Examples of using "때마다" in a sentence and their turkish translations:
Söz verdim, evlendiğim zaman
Ve biri hata yaptığında her seferinde,
Her etkileşimde düşünün:
“Ne zaman elektrik verseler, tüm vücudum titriyordu.”
Ekibime ne zaman yeni biri katılsa
ayağımı her oynattığımda
Ve böylece sınıfa girdiğimizde,
Yani soyları tükenmeye doğru giderken ölen her orangutanın başına gelenler
Kayalık havuzunun oyuncuları her gelgitte değişir.
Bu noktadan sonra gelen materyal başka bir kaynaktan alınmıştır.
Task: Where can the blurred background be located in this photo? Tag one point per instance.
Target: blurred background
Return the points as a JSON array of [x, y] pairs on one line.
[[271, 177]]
Bir keresinde "Hıristiyanlık karşıtlarına" yani Katoliklere
kırılgan gözükme korkumdan daha büyük olduğunu anladığımda,
Bacağınızı her çekişinizde, daha da derine doğru emiyor.
ama her bir noktada anılarını anlatıyordu.
Bunun anlamı bir dış gezegenin her iki yörüngesi için
Her zaman, önceye dönmeyi hiç istemediğimi
Pee-Wee Herman için yaptığım merdivenleri hatırlattı.
İşe aldığımız her kişiye karşılık 10 kişi için iş imkânı ortaya çıkacak.